Im September 1955 erreichte es Konrad Adenauer in hartnäckigen Verhandlungen, dass die UDSSR endlich die letzten Kriegsgefangenen entließ, die Angehörigen der ehemaligen Wehrmacht und Waffen-SS, und im Gegenzug nahmen beide Staaten diplomatische Beziehungen auf. (Die DDR kritisierte dies übrigens, weil nicht vereinbart wurde, dass gleichzeitig die DDR von Bonn anerkannt wurde. Das war den Sowjets aber gleichgültig).

Die letzten Soldaten wurden schubweise entlassen vom 7.Oktober 1955 bis zum 14. Januar 1956.

Die ersten 600 erreichten das Lager Friedland in Westdeutschland unter ungeheuren Jubel der Bevölkerung. Konrad Adenauer war krank, die Begrüßungsrede hielt Bundespräsident Heuss. Viele Frauen und Kinder hofften, ihre Männer und Väter endlich wieder zu treffen und hielten Plakate hoch mit den Fotos der Soldaten und ihren Namen. Aber viele wurden enttäuscht und einige erfuhren von den Heimkehrern, dass ihre Männer gestorben waren. Zum Schluss sangen die Soldaten den Choral von Rinckers „Nun danket alle Gott, mit Herzen, Mund und Händen.“ Dies war eines der emotionalsten Momente in der Geschichte der jungen Bundesrepublik. Die Rückführung der insgesamt 9.626 Gefangenen wird bis heute als eine der größten Leistungen von Adenauer gewürdigt.

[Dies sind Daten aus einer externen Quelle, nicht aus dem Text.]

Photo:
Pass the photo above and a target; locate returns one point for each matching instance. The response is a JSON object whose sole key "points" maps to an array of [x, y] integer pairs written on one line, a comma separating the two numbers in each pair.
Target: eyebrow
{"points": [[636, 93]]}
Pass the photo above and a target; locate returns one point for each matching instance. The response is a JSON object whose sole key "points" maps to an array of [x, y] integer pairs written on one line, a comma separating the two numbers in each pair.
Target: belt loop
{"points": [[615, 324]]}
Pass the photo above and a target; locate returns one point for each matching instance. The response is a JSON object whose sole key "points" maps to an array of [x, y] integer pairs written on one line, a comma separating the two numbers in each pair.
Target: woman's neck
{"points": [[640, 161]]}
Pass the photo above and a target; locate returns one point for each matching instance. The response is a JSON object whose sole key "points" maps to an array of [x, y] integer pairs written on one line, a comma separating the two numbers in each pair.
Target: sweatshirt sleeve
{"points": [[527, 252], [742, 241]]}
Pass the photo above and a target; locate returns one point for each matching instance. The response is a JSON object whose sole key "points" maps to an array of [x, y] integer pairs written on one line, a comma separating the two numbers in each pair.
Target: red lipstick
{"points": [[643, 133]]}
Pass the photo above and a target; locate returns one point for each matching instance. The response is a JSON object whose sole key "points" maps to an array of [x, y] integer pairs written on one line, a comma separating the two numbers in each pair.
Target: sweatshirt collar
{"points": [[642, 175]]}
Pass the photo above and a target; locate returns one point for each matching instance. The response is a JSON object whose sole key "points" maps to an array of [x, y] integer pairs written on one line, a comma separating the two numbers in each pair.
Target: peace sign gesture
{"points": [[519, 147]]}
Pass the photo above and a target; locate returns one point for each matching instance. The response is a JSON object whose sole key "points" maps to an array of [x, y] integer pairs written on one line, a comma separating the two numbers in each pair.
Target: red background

Es kam am 7.Oktober 1955 eine bunte Mischung in dem Lager an. Mehrere Dutzend stramme Nazi-Generäle, die bis zum Schluss für den Endsieg kämpften und ihre Soldaten in den Tod jagten, aber auch ein gebrochener verwirrter Mann, der Stalingrad General von Seydlitz. Er hatte sich im Krieg dem Nationalkomitee Freies Deutschland angeschlossen und zum Widerstand gegen Hitler aufgerufen. Die Nazis verurteilten ihn in Abwesenheit zum Tode und inhaftierten seine Familie. Doch die Sowjets stellten ihn nach dem Krieg auch vor Gericht wegen Verbrechen an Rotarmisten und wandelten ein erstes Todesurteil in Lagerhaft um. Er wurde von den anderen Kriegsheimkehrern geschnitten, die ihn als Verräter betrachteten. Auch in Westdeutschland galt er als Deserteur und Vaterlandsverräter. 1956 wurde das Todesurteil gegen ihn vom Gericht in Verden aufgehoben. Aber er war ein gebrochener Mann.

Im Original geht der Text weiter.